# Is $\hat{H}^2 = c^2\left(\hat{p}^2+m^2c^2\right)$ valid quantum physics?

From Schrödinger equation we know that $$\hat{H}=\hat{E}$$ for non-relativistic systems.

For relativistic scenarios we use the usual $$\hat{E}^2 = c^2\left(\hat{p}^2+m^2c^2 \right)$$. From this we can derive Klein-Gordon and Dirac equations.

Nonetheless, what would happen if we replace $$\hat{E}$$ with $$\hat{H}$$? Is that valid physics? The immediate result would be (for a free particle):

$$\left(\frac{\hbar^2}{4m^2c^2}\nabla^4 + \nabla^2 - \frac{m^2c^2}{\hbar^2}\right)\psi = 0$$

Where $$\nabla^4$$ is the biharmonic operator. I guess this equation does not apply as we would be comparing something classical to something relativistic, but I am curious to know if this is the case and what would the equation represent if not.

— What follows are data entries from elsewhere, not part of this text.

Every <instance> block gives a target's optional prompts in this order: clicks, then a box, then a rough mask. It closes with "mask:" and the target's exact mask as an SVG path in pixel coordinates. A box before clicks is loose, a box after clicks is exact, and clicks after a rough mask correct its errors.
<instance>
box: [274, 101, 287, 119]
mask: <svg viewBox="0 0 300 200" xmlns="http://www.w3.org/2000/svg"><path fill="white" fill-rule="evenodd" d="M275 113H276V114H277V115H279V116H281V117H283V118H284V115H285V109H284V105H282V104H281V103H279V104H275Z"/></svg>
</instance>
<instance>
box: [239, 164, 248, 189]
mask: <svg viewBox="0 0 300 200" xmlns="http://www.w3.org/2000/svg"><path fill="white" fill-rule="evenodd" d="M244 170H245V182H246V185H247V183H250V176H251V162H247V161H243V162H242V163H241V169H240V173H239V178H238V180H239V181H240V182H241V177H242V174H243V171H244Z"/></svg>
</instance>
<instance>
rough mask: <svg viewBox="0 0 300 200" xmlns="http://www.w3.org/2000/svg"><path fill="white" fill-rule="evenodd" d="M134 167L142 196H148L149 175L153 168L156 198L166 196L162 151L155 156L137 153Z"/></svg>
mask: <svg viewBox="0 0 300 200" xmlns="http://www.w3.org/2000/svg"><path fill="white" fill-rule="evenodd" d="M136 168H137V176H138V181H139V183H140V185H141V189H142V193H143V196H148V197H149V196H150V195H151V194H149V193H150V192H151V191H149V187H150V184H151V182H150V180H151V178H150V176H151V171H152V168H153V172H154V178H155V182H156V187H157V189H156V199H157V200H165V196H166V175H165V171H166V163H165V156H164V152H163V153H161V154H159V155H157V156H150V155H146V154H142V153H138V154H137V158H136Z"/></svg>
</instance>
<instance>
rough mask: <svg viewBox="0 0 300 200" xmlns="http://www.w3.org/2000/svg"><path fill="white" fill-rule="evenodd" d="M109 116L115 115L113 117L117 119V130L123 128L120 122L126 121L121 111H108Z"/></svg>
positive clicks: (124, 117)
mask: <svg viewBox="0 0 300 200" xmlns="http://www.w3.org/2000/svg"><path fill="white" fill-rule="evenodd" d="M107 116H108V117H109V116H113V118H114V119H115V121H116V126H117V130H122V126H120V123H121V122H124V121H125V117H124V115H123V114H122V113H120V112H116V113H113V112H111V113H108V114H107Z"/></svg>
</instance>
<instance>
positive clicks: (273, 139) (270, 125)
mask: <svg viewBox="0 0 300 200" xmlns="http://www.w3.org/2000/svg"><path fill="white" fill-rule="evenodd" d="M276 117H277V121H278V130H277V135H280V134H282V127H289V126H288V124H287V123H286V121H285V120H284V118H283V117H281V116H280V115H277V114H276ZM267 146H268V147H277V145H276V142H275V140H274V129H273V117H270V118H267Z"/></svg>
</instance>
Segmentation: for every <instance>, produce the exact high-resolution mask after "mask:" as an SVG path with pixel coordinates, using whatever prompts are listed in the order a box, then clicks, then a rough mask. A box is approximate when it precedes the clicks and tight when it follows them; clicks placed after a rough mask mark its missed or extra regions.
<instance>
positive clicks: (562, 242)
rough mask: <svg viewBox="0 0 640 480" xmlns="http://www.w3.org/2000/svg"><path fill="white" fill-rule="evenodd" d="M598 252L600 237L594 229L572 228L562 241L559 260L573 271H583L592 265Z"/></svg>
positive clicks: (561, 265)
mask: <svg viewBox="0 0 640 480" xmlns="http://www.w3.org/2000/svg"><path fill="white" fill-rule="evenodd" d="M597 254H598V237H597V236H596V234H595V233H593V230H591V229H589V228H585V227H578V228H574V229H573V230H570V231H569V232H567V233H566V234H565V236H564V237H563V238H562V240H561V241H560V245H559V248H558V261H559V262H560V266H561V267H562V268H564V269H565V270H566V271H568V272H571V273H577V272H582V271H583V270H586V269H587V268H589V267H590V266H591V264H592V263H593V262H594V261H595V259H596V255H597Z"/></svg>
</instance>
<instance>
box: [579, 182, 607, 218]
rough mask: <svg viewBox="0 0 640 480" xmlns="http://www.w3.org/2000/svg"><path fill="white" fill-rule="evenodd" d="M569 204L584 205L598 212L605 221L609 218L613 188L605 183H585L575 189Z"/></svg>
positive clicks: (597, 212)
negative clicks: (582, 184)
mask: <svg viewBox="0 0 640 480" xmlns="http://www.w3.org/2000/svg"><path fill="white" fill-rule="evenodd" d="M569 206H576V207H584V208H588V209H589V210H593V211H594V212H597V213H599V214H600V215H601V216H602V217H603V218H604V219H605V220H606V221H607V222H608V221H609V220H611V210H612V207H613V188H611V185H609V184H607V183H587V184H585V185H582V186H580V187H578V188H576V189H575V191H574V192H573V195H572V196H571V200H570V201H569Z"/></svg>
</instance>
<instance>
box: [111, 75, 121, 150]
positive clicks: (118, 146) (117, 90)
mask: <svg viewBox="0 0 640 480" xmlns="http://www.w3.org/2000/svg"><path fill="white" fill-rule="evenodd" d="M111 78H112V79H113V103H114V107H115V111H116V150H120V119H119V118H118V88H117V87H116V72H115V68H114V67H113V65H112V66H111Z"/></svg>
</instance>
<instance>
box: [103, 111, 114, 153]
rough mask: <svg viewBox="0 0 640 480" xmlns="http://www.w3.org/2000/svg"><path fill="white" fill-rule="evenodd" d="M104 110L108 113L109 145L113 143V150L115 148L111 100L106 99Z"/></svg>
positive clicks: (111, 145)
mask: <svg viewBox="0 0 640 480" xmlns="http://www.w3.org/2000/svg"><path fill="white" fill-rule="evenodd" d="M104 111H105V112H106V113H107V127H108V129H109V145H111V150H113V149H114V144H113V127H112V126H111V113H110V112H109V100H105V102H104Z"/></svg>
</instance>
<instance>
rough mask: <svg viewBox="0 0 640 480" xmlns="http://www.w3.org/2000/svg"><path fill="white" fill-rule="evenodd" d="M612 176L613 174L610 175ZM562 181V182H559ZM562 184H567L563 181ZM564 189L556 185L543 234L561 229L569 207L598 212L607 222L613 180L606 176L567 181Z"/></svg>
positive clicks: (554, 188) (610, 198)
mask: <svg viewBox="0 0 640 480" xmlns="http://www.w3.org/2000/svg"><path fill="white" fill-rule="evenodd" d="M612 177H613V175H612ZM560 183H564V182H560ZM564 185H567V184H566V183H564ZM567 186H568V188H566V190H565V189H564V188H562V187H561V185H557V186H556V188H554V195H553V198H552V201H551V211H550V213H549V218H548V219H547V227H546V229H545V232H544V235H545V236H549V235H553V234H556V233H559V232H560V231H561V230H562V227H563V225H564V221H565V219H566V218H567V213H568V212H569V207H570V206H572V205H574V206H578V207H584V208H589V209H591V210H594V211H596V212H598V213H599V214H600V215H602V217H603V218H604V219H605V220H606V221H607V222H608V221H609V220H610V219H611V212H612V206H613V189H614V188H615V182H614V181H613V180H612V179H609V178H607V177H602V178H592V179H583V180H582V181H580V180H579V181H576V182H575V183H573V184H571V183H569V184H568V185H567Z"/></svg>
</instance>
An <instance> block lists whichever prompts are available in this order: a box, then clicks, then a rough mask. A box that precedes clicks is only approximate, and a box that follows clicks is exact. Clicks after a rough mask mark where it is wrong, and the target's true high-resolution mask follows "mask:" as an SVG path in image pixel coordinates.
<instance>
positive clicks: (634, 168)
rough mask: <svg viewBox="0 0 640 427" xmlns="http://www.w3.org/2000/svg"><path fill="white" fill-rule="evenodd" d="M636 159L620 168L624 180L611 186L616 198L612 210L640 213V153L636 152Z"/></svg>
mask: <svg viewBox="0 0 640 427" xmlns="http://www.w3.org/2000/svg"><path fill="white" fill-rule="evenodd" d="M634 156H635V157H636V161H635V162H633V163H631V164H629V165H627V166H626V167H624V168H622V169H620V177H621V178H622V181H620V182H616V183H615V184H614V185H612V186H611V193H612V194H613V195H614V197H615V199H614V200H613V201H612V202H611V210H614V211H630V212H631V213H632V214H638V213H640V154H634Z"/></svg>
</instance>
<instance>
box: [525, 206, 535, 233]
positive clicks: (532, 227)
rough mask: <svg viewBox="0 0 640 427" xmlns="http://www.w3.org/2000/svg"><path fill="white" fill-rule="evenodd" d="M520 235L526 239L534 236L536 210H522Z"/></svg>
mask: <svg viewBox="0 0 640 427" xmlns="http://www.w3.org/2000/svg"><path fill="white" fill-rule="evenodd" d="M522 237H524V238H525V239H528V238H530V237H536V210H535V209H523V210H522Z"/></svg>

• I recommend reading chapter 8 of "Modern Quantum Mechanics" by J.J. Sakurai. Commented Aug 7 at 13:26
• what correspondence principle did you use? Commented Aug 7 at 14:04
• @TheTiler what do you mean by correspondence? Commented Aug 7 at 14:17
• See en.wikipedia.org/wiki/Correspondence_principle The correspondence between classical values ​​and operators is $E\leftrightarrow i\hbar\frac{\partial}{\partial t}$, $\vec{p} \leftrightarrow -i\hbar \vec{\nabla}$ Commented Aug 7 at 14:27
• Already your equation does not depend on time...., in addition in relativity $E-mc^{2}=E_{k}=(\gamma -1)mc^{2}\approx E_{k_{classic}}$ Commented Aug 7 at 14:48

$$\hat{H} = c\sqrt{ m^2 c^2+ \hat{p}^2}$$
For non-relativistic velocities $$\hat{p}$$ is small, so one can develop the right side of the square-rooted equation:
$$\hat{H} = mc^2\sqrt{ 1 + \frac{\hat{p}^2}{m^2c^2}} \approx mc^2\left(1 + \frac{\hat{p}^2}{2 m^2c^2}\right) = mc^2 + \frac{\hat{p}^2}{2m}$$ So when you plug in for $$\hat{H}$$ on the left side not $$\frac{\hat{p}^2}{2m}$$, but $$mc^2 + \frac{\hat{p}^2}{2m}$$ because $$\hat{H}$$, as it is basically relativistic, also includes the energy at rest, then the result turns out to be a trivial identity.